At the Black Hat conference, security technologist Bruce Schneier said, “Help defend organizations that are doing good. You can help organizations around the world that are being attacked.“ He pointed to the ongoing human rights battle between Amnesty International and China, noting, “It’s not exactly a fair fight.”
Public-interest technologists can have backgrounds in technology, policy, or law and work for governments, non-governmental agencies, corporations, research institutions, and others, said Schneier, who is also a fellow at Harvard Kennedy School and sits on the board of the Electronic Frontier Foundation. Some pursue it as a career, while others do it in their spare time or take short sabbaticals to pursue public-interest technology.
Disclaimer: Screen volunteers just like a regular job candidate who will have access to secure systems and highly sensitive data. A small operation will be as likely to hire a wolf into the fold as to find someone talented.
Hacking for public good
“This is a problem that is not being solved, and not enough people are working on it. Hacking for public good is going to take on a whole new meaning when it isn’t about data but about flesh and blood,” said Schneier. “It will be about touching the world in a way we haven’t seen before.”
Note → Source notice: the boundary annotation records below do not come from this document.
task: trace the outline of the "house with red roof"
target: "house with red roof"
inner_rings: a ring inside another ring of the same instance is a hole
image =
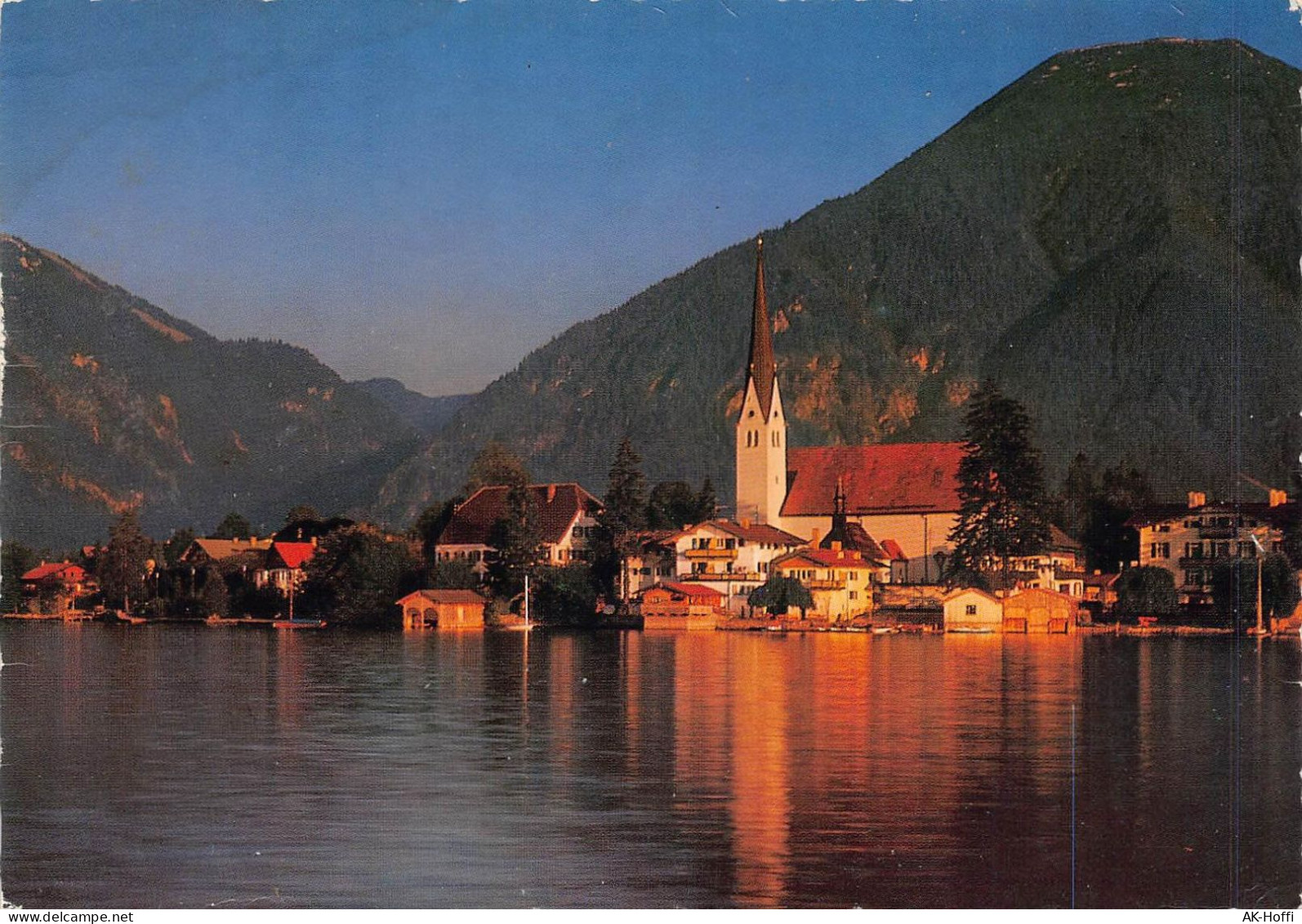
[[[818,545],[844,495],[848,521],[878,541],[893,540],[910,582],[934,583],[958,521],[962,442],[788,448],[772,321],[758,247],[750,359],[736,427],[736,515]],[[841,541],[841,540],[837,540]]]
[[[434,553],[439,561],[470,561],[479,570],[490,552],[493,524],[506,515],[510,487],[492,484],[479,488],[452,514],[439,535]],[[596,535],[596,514],[602,502],[573,482],[530,484],[531,517],[542,544],[539,564],[570,565],[591,557]]]
[[[711,519],[680,530],[672,544],[677,577],[715,588],[740,613],[750,592],[768,580],[769,562],[805,540],[776,526]]]
[[[316,540],[310,543],[277,543],[273,541],[267,549],[263,567],[253,573],[255,587],[275,587],[284,595],[302,587],[307,573],[303,570],[312,554],[316,552]]]
[[[771,570],[805,586],[814,597],[814,616],[842,622],[871,613],[880,562],[854,549],[842,549],[840,543],[832,545],[797,549],[775,558]]]
[[[25,612],[49,616],[77,609],[81,599],[95,591],[86,569],[69,561],[43,561],[25,571],[18,586]]]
While there doesn’t appear to be any real statistics on volunteerism in IT or security-related fields, the sheer volume of organizations that need help seem to far outweigh the potential pool of volunteers. Your skills are needed whether you come in at the ground floor as an intern, as a highly skilled professional, or as a consultant or board member.
Citing the use of widespread surveillance to violate human rights on a global scale, as well as focused cyberattacks on targets as diverse as governments, hospitals, corporations, and critical infrastructure, Schneier and fellow panelists Camille Francois, chief innovation officer at Graphika, and Eva Galperin, director of cybersecurity at the Electronic Frontier Foundation, called for volunteers who possess critical thinking, creativity, and passion to strengthen cybersecurity and apply it to social causes. They hope those who answer the call will help solve some of our biggest social problems and ensure an open, positive, and safe digital society.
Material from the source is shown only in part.